NBC News called Sally Hemings Thomas Jefferson's mistress. She was his slave.

Impact

On Monday morning, NBC News tweeted that archaeologists had finally discovered the sleeping quarters of Sally Hemings, an enslaved black woman who was forced to work for founding father and former United States President Thomas Jefferson.

There was one glaring problem with the tweet: It referred to Hemings, who most historians believe bore at least six of Jefferson’s children, as his “mistress.” In reality, she was his slave.

Twitter users quickly began replying to the tweet to challenge NBC News’ mischaracterization of the relationship between Jefferson and Hemings. As one user points out, “Sally Hemings was [Jefferson’s] slave. There wasn’t a choice or consent. She was not his mistress. She was his victim.”

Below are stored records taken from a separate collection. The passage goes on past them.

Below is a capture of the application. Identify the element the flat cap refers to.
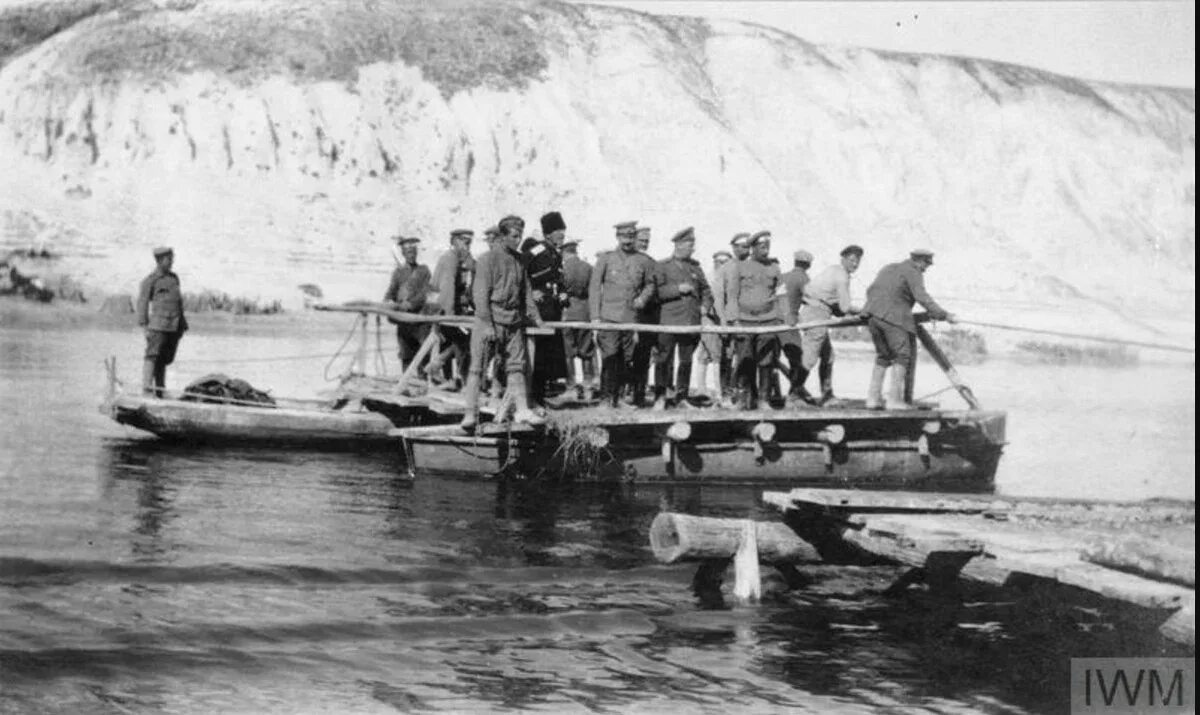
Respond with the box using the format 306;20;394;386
613;221;637;236
671;226;696;244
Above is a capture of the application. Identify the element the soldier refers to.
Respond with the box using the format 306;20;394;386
588;221;654;407
629;226;659;407
431;228;475;389
521;211;566;404
383;236;432;371
798;244;863;404
462;216;545;433
697;251;733;402
779;251;815;407
654;227;713;409
563;239;598;399
713;233;750;407
138;246;187;397
863;248;954;410
725;230;781;409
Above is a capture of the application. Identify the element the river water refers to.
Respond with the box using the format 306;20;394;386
0;328;1195;714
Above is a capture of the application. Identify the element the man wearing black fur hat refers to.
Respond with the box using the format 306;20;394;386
521;211;566;404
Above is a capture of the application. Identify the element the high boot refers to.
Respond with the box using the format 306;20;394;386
142;360;156;396
884;362;917;410
458;373;481;434
509;372;546;425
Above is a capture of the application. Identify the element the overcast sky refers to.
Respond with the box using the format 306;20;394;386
584;0;1196;89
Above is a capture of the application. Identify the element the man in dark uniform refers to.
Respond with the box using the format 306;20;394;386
521;211;566;404
654;227;713;409
462;216;545;433
563;239;596;399
588;221;654;407
712;233;750;407
138;246;187;397
383;236;432;371
629;226;659;407
433;228;475;389
779;251;815;407
863;248;954;409
725;230;782;409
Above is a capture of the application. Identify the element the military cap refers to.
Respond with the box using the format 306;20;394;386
613;221;637;236
671;226;696;244
541;211;566;236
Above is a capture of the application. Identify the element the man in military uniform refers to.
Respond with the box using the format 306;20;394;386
697;251;733;402
521;211;568;404
462;216;545;433
863;248;954;409
712;232;750;407
725;230;782;409
433;228;475;389
629;226;659;407
383;236;432;369
138;246;187;397
654;227;713;409
779;251;815;407
563;239;596;399
799;244;863;404
588;221;654;407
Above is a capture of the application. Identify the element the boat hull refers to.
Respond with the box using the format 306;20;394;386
396;410;1006;493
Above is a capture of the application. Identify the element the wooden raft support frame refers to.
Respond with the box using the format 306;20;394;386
762;489;1195;648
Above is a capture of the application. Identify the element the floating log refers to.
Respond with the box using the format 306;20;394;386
650;512;821;565
1079;536;1196;588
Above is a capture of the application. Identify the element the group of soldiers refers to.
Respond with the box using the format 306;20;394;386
384;211;953;432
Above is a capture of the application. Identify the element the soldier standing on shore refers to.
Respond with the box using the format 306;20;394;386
521;211;568;404
725;230;781;409
863;248;954;410
798;244;863;404
462;216;545;433
588;221;654;407
563;239;596;399
712;233;750;407
383;236;432;371
137;246;187;397
433;228;475;389
654;227;713;409
779;251;815;407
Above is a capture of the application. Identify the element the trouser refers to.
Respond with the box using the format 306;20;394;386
654;332;700;395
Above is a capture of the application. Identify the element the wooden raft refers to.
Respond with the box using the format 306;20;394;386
763;489;1195;648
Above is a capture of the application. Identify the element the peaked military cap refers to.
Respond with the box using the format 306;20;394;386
671;226;696;244
613;221;637;236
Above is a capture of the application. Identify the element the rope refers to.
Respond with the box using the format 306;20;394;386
956;320;1196;353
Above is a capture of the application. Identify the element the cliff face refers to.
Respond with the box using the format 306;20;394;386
0;0;1195;333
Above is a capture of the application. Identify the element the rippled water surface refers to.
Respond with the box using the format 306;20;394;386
0;321;1195;713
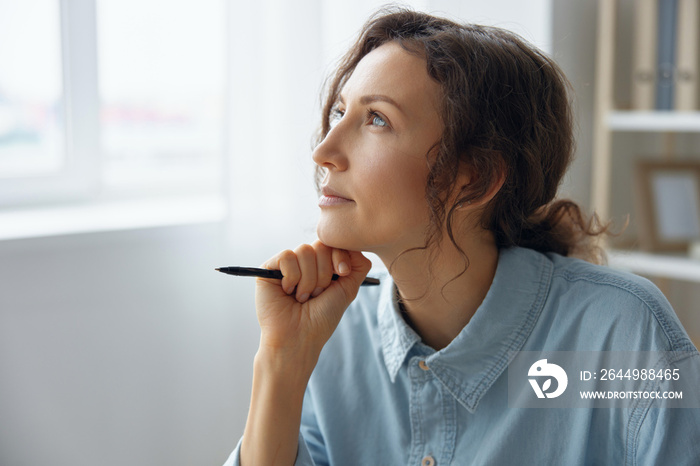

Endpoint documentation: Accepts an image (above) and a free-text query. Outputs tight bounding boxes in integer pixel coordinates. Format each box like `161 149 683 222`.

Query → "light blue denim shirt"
226 248 700 466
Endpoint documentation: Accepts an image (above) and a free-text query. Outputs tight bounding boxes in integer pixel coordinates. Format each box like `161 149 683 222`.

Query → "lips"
318 186 354 207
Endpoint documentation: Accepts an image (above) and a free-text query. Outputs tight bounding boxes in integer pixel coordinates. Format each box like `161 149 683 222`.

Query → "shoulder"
524 249 694 351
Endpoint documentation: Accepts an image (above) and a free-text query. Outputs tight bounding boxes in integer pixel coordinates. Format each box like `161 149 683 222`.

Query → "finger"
276 249 301 294
311 241 333 298
294 244 316 303
332 249 352 277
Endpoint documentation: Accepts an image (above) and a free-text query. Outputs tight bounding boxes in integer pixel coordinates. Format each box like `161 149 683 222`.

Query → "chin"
316 220 365 251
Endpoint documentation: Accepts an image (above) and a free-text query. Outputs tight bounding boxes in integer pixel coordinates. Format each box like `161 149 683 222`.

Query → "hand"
255 241 372 365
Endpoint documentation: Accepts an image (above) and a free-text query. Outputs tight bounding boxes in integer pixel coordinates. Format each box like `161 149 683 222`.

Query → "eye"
328 107 345 129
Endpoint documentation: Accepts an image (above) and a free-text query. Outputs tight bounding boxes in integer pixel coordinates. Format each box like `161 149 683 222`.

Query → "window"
0 0 225 206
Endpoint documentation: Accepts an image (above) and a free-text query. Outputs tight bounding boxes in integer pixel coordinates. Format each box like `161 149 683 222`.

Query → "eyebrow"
338 94 405 114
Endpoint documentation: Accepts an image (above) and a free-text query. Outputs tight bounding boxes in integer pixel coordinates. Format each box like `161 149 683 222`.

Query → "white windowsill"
0 196 226 240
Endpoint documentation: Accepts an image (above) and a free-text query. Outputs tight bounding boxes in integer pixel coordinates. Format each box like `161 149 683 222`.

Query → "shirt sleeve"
224 433 316 466
627 353 700 466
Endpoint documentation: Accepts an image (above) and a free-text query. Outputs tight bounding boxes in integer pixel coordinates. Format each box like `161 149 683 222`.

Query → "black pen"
215 267 379 286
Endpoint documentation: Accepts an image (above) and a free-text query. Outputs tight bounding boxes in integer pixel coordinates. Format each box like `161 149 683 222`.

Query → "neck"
377 232 498 350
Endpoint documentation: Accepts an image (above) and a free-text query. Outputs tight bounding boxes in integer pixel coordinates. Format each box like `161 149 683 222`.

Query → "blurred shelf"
607 111 700 133
608 249 700 282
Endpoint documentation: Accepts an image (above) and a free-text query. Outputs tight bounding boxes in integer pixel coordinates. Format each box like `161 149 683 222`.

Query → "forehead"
342 42 440 112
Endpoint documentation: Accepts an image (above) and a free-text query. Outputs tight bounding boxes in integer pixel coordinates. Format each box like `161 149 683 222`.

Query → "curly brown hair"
316 7 609 262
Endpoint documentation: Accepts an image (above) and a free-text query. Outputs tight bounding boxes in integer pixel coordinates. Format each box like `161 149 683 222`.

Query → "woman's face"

Though the actual headline of the article does note that Hemings was a slave, it still calls her Jefferson’s mistress, a word that in some cases denotes power and authority and, in a romantic or sexual capacity, connotes agency or at least consent.

South of the Mason-Dixon line in antebellum America, black slaves were considered property. In the context of the racist, evil law that suspended all of their rights, they could not consent. The rape of black slave women at the hands of their white slaveowners was a common form violence used to assert the power of the white ruling class of the U.S.

NBC News

Whether or not the tweet intended to do so, it continued what some contend to be a pattern of some figures in the media whitewashing the horrors of slavery.

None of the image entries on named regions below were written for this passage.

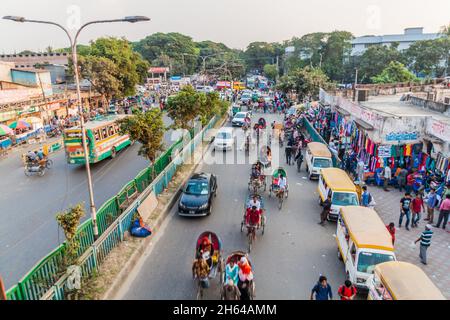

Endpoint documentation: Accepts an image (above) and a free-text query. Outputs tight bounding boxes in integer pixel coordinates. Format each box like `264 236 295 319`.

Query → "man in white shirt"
247 196 261 210
383 165 392 191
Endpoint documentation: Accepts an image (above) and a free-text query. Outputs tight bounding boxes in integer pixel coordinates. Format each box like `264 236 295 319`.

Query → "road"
0 117 173 288
115 115 345 300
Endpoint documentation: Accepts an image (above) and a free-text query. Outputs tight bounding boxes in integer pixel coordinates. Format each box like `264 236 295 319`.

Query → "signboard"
148 67 169 73
378 145 391 158
427 119 450 141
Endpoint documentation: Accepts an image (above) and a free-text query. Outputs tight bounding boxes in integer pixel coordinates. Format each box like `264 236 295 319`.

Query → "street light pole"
3 16 150 240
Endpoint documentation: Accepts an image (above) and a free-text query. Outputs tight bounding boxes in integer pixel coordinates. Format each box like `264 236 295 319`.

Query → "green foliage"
278 67 333 98
405 39 445 76
372 61 418 83
264 64 278 80
358 44 405 83
119 108 166 163
78 56 122 100
56 203 85 266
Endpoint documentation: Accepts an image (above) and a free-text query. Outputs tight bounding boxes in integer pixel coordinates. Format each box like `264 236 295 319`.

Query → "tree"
78 56 123 100
278 67 333 99
167 85 205 130
322 31 353 82
119 108 166 164
243 42 276 71
405 39 445 76
372 61 418 83
56 203 85 267
133 32 199 74
89 37 144 96
358 43 404 83
264 64 278 80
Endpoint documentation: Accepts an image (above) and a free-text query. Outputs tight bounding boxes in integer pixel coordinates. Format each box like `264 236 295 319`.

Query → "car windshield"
331 192 358 206
184 180 208 196
217 132 231 139
358 252 395 273
313 158 331 168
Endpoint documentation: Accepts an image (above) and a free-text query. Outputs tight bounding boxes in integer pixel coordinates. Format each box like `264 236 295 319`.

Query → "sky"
0 0 450 54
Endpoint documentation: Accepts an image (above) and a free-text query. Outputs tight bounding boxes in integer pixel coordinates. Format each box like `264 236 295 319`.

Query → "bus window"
102 127 108 139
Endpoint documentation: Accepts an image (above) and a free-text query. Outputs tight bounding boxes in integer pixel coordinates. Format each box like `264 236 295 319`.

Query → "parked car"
231 112 250 127
178 172 217 217
214 127 234 151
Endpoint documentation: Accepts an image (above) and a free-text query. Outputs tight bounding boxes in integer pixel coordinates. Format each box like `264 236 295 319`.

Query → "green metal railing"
7 117 217 300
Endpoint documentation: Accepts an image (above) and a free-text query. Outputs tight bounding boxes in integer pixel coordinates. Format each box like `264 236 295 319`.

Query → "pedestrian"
398 192 412 231
310 276 333 300
414 224 433 264
284 143 292 165
411 193 425 228
319 194 331 226
338 280 357 300
295 145 303 172
397 167 408 192
435 194 450 230
356 158 365 184
361 186 372 207
386 222 395 245
423 188 438 223
383 165 392 191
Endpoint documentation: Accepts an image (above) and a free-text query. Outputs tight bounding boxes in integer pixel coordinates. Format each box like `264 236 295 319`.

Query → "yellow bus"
367 261 445 300
64 115 131 164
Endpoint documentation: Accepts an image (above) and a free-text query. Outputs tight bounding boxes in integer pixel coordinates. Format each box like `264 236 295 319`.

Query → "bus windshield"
313 158 331 168
358 252 395 273
331 192 358 206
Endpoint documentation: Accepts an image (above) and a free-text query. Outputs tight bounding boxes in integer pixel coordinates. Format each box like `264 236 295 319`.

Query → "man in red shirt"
386 222 395 245
338 280 357 300
411 193 425 228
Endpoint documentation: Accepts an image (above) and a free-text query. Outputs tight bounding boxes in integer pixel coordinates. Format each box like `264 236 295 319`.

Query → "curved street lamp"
3 16 150 240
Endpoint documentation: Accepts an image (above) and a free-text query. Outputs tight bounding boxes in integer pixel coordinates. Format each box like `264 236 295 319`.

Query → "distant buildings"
351 27 441 56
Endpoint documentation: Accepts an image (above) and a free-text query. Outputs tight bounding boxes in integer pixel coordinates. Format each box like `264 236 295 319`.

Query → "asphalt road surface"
115 114 345 300
0 114 175 288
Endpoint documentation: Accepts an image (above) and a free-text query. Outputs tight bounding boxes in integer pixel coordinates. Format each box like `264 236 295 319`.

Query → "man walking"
361 186 372 207
295 145 303 172
397 168 408 192
319 194 331 226
435 194 450 230
383 165 392 191
338 280 357 300
424 189 437 223
414 224 433 265
398 192 412 231
311 276 333 300
284 142 292 166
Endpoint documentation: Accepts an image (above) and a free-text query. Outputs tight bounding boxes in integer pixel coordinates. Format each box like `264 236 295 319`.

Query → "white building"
351 27 441 56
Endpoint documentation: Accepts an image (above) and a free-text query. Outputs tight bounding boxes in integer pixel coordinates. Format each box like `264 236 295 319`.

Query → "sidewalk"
369 186 450 299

In July 2016, shortly after former first lady Michelle Obama noted correctly that the White House — where she and then-President Barack Obama lived — was built by slaves, some took issue with her factually accurate statement.

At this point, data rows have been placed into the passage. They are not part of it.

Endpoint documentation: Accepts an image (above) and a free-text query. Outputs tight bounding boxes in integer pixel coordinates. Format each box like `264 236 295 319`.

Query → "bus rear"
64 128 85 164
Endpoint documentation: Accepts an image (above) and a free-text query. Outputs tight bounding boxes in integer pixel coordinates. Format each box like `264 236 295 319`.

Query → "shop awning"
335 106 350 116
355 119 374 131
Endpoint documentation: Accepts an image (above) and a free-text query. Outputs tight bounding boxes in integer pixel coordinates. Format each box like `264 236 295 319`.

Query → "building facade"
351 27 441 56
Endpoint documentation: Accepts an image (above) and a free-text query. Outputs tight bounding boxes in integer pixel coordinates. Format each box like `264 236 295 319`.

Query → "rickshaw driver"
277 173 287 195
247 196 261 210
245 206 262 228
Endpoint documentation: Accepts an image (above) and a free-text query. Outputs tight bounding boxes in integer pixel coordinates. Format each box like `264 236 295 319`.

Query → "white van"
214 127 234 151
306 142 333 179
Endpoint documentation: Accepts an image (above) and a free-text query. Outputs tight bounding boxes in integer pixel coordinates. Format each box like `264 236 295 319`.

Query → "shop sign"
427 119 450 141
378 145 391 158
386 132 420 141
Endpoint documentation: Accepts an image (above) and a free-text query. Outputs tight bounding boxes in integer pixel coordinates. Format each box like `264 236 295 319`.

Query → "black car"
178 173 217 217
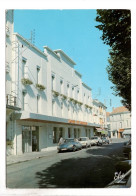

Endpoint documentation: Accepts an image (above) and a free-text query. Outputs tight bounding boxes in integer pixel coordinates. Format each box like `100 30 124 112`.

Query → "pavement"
7 149 57 165
6 138 127 165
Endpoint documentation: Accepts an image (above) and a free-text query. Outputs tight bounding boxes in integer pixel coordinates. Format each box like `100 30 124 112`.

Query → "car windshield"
79 138 87 141
64 139 74 143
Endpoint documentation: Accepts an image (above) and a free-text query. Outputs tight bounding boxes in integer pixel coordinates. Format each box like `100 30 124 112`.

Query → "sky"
14 9 122 112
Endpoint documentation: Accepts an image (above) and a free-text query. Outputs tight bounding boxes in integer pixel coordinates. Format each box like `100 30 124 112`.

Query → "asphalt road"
7 143 124 188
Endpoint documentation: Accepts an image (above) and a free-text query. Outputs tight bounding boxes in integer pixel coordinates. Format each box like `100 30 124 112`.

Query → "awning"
101 130 108 135
118 129 124 133
123 129 131 135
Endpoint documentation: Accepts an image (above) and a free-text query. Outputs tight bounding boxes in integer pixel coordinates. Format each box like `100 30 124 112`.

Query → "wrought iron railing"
6 94 17 106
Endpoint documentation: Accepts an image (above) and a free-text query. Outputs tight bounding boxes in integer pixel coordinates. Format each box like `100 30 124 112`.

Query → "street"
7 143 127 188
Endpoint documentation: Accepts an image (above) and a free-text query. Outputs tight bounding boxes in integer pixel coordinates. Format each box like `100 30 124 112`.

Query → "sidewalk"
7 150 57 165
7 138 127 165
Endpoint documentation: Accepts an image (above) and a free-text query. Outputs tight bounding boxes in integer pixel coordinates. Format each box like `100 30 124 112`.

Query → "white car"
78 137 91 148
90 136 102 146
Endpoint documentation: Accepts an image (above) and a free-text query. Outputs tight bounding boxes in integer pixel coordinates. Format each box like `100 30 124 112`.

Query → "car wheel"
73 146 76 152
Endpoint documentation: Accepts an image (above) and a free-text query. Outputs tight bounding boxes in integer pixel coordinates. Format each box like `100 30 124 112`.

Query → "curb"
6 151 56 166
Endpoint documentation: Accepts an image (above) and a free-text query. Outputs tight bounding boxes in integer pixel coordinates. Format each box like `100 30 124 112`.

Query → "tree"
96 9 131 110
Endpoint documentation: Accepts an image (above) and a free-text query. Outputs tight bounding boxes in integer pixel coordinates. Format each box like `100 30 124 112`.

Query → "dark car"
90 136 102 146
57 138 82 152
102 137 110 144
105 169 131 188
123 140 131 159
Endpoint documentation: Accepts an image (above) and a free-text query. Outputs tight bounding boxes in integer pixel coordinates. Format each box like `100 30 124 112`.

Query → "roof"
110 106 129 115
43 46 60 59
54 49 76 65
106 112 110 117
82 82 92 91
13 33 47 57
93 99 107 108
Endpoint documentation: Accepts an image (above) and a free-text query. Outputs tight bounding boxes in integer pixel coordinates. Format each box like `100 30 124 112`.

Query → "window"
60 80 63 93
61 102 63 117
37 95 40 113
22 91 27 110
72 86 74 97
52 75 55 90
37 65 40 84
52 100 55 116
67 84 69 96
22 59 26 78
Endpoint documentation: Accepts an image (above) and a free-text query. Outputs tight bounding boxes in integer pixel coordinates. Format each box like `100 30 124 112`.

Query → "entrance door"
22 130 31 153
32 130 39 152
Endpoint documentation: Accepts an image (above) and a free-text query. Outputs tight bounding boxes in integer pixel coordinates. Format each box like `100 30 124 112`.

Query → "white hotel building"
6 10 107 155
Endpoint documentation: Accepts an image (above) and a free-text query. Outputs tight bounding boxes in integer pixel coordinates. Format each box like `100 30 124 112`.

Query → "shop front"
22 126 39 153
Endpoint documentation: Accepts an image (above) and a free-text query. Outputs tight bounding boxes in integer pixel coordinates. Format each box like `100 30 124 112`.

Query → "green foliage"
36 84 45 91
96 9 131 110
21 78 33 85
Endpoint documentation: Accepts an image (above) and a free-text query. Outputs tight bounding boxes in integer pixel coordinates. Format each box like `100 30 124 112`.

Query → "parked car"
90 136 102 146
57 138 82 152
123 140 131 159
78 137 91 148
115 160 131 173
105 169 131 188
102 137 110 144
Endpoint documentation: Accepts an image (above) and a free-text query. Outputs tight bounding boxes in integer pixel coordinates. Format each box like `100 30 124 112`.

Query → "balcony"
6 26 10 37
6 94 21 110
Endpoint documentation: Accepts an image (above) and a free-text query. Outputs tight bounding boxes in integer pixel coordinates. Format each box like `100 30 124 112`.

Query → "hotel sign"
68 120 87 125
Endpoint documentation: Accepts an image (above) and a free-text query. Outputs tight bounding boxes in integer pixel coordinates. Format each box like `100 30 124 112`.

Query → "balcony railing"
6 62 10 73
6 26 10 36
6 94 17 107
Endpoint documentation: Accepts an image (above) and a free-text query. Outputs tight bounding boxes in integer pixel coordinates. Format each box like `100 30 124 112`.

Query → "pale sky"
14 9 122 111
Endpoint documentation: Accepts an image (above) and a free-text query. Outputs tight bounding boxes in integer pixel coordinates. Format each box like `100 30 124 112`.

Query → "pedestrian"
59 137 64 145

Perhaps the most prominent of those to refute Obama’s statement was then-not-disgraced pundit Bill O’Reilly, who on his show suggested that slaves “were well fed and had decent lodgings provided by the government.”

Fox News

It isn’t just the mainstream media; it’s schools: In 2015, the Texas Board of Education was roundly criticized for “downplaying the brutality of [slavery] and treating it as a ‘side-issue,” according to Jezebel. David Levin, CEO of textbook company McGraw-Hill, wrote a letter to his employees in which he apologized for referring to slaves as “workers” in a recent edition of one of his company’s books.

But just as those “millions of workers” weren’t actually workers, Sally Hemings wasn’t actually Jefferson’s “mistress,” despite any sexual relationship they may have had. She toiled at Monticello against her will. No historian would dispute that basic fact.